De verwachting is dat een bedrijf in L wordt gekocht, voor circa ƒ 4.500.000.
B en A gaan dan verhuizen, en zullen in dienst treden van belanghebbende. De mosselbouw wordt dan gestaakt, het loonbedrijf gaat door. Belanghebbende zal dan zelf de onderneming drijven en niet meer de grond verhuren. Dat was ook op S de bedoeling.
De reden dat het contract met betrekking tot het bedrijf op S op naam van de privé-personen stond was dat zij de eerste contacten hadden gelegd.
De koop zou namens belanghebbende worden gedaan.
4.9. De aangifte over het onderhavige jaar is slechts twee maanden te laat gedaan, er was tot maart 1992 uitstel verzocht en verleend door de inspectie in Z. De boekhouding was in februari van het volgende jaar, zoals altijd, wel klaar. Deze wordt per kwartaal bijgehouden.
de inspecteur:
4.10. Artikel 12 van de Wet op de inkomstenbelasting 1964 eist een regelmatige boekhouding met geregelde jaarlijkse afsluitingen. In casu is een ambtshalve aanslag opgelegd. Op 20 mei 1992 zijn de jaarstukken opgemaakt. De aangifte had op 1 juni 1991 moeten zijn ingediend.
4.11. Mijn aanbod om de primitieve aanslag ambtshalve te verminderen indien belanghebbende ten aanzien van de onderhavige navorderingsaanslag in het gelijk wordt gesteld geldt nog steeds.

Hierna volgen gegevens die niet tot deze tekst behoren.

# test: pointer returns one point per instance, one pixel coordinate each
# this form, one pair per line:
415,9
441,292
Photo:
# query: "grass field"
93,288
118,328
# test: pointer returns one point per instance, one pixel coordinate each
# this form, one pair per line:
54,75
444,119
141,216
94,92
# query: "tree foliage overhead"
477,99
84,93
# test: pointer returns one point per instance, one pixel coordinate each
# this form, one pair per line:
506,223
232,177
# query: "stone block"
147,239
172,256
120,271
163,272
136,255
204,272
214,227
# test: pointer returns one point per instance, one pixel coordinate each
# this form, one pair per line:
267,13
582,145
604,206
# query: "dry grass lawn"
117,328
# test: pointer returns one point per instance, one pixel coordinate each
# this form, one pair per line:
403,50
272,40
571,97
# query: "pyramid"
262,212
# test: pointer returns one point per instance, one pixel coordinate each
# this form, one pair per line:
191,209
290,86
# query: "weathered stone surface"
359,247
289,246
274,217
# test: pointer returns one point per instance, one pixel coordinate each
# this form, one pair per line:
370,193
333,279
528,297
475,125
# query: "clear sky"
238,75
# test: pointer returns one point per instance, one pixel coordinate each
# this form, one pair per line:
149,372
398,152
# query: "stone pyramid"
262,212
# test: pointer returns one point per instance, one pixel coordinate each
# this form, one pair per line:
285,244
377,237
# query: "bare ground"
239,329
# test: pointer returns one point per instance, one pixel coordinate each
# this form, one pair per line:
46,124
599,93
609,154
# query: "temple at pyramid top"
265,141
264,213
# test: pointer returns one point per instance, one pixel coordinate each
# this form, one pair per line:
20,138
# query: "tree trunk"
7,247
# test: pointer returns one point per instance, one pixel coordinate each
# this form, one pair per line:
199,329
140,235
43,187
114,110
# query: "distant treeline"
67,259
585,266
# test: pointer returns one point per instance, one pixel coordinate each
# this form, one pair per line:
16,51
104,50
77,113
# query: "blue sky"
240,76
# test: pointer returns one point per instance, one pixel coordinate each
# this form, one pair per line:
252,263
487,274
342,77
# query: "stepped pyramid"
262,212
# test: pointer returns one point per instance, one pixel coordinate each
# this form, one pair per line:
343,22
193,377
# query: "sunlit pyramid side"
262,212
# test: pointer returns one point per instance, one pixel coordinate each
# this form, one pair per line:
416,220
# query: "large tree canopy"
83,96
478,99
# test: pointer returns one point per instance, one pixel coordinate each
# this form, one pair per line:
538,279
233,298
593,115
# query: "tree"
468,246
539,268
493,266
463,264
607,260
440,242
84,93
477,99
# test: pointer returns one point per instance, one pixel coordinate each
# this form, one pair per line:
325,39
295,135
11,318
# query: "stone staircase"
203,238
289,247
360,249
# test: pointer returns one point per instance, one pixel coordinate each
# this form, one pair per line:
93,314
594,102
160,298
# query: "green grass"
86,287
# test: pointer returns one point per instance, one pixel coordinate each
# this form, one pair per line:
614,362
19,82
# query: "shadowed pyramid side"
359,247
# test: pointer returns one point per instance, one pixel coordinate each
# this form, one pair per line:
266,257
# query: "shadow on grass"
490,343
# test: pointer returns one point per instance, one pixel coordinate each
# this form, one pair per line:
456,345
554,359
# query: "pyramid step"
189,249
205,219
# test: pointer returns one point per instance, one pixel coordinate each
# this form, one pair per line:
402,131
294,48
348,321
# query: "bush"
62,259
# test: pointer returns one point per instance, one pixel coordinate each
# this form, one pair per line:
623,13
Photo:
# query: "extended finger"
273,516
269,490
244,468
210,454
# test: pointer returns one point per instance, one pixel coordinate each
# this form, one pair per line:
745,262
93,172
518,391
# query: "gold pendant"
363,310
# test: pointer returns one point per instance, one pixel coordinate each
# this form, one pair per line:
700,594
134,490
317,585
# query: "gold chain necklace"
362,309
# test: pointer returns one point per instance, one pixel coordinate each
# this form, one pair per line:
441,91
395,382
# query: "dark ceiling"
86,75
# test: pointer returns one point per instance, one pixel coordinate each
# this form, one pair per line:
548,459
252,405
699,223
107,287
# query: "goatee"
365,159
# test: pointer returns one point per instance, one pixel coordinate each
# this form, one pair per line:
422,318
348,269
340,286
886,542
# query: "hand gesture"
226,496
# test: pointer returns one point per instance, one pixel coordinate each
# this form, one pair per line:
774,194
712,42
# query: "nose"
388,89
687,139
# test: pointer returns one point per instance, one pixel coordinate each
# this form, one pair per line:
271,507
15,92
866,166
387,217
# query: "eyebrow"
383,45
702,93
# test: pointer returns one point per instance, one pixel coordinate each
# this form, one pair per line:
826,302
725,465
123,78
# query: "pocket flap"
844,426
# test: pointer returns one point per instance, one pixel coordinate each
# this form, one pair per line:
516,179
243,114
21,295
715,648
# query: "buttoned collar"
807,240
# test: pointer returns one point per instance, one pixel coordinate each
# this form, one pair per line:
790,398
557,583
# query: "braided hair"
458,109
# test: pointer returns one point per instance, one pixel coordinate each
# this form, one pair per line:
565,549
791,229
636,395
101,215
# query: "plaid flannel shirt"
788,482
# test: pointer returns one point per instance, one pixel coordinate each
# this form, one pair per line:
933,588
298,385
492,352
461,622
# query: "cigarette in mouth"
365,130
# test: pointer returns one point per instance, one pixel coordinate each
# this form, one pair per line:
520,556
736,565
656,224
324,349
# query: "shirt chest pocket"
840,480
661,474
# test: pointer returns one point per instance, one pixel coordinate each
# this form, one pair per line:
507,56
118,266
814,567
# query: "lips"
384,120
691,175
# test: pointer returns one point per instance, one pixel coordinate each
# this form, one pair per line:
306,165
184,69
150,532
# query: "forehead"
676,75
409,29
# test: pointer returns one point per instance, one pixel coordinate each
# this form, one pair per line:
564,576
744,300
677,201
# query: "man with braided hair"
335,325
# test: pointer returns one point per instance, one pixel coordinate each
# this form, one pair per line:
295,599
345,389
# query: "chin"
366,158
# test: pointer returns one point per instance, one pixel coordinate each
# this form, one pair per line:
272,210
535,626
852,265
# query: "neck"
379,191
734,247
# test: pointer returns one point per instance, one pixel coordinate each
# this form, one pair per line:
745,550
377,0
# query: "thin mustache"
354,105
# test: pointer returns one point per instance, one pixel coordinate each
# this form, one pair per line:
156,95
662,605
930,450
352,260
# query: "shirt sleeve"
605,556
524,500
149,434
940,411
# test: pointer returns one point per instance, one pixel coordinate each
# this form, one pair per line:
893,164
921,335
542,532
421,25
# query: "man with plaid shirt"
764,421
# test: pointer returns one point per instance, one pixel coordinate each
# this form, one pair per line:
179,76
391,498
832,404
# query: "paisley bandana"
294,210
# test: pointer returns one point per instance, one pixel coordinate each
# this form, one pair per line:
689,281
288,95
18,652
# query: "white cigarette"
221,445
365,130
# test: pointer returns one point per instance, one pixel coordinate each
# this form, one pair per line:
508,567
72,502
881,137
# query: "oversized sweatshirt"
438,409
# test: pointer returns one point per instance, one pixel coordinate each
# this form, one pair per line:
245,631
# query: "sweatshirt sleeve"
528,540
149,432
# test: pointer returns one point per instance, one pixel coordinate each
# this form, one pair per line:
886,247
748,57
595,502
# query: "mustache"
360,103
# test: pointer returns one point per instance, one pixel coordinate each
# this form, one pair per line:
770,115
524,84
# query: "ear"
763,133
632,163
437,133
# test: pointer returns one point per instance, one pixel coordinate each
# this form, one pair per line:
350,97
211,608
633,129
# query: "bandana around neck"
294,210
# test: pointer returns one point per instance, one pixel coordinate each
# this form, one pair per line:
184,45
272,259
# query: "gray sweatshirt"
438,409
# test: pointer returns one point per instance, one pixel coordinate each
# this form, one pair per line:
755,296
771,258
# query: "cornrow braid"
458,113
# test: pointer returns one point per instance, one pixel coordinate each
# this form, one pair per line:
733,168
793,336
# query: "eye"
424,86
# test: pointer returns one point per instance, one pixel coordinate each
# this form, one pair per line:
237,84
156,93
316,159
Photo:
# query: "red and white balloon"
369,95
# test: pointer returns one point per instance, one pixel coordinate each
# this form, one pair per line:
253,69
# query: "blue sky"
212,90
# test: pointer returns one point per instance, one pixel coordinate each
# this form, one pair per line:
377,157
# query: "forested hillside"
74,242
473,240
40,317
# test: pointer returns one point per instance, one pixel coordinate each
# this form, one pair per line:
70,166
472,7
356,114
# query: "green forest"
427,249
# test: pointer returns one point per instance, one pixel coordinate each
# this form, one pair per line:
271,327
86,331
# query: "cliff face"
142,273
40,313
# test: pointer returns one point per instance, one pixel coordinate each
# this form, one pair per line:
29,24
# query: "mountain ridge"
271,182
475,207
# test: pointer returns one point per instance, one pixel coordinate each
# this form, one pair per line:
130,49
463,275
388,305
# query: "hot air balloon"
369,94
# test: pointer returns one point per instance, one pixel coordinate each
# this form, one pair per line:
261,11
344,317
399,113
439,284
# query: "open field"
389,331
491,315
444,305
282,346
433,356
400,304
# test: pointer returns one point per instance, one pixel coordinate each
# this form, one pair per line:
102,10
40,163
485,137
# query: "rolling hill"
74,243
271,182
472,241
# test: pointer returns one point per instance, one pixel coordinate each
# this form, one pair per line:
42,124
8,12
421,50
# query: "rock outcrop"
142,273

4.12. Belanghebbende had in de commerciële jaarstukken een vervangingsreserve tot uitdrukking kunnen brengen. Dat heeft zij niet gedaan.
4.13. Belanghebbendes stelling dat men een 20 kilometer verderop gelegen bedrijf, dat men heeft verkocht omdat de afstand te groot was, wil vervangen door een bedrijf dat 200 kilometer verderop ligt, is tegenstrijdig.
Het plan tot verplaatsen van de boerderij is niet met feiten onderbouwd, de boerderij in Z is niet te koop aangeboden.
4.14. Het echtpaar B en A bezat de aandelen in belanghebbende, de vader van B was geen aandeelhouder. In de v.o.f. namen het echtpaar B en A (70% respectievelijk 20%) en vader E (10%) deel.
4.15. Belanghebbende wil verhuurde grond vervangen door grond in eigen gebruik. Dat is niet economisch dezelfde functie; vermogensbeheer wordt dan vervangen door de exploitatie van een akkerbouwbedrijf.
5. Beoordeling van het geschil
5.1. Belanghebbende heeft onweersproken gesteld dat de boekhouding per kwartaal wordt bijgehouden en in februari van het volgende jaar altijd klaar is. In een zodanig geval kan niet worden geoordeeld dat geen sprake is van een regelmatige boekhouding met geregelde jaarlijkse afsluitingen, ook niet nu de jaarstukken eerst in mei 1992 zijn opgemaakt, nadat reeds ambtshalve een aanslag was opgelegd. In principe kan mitsdien door belanghebbende een vervangingsreserve gevormd worden.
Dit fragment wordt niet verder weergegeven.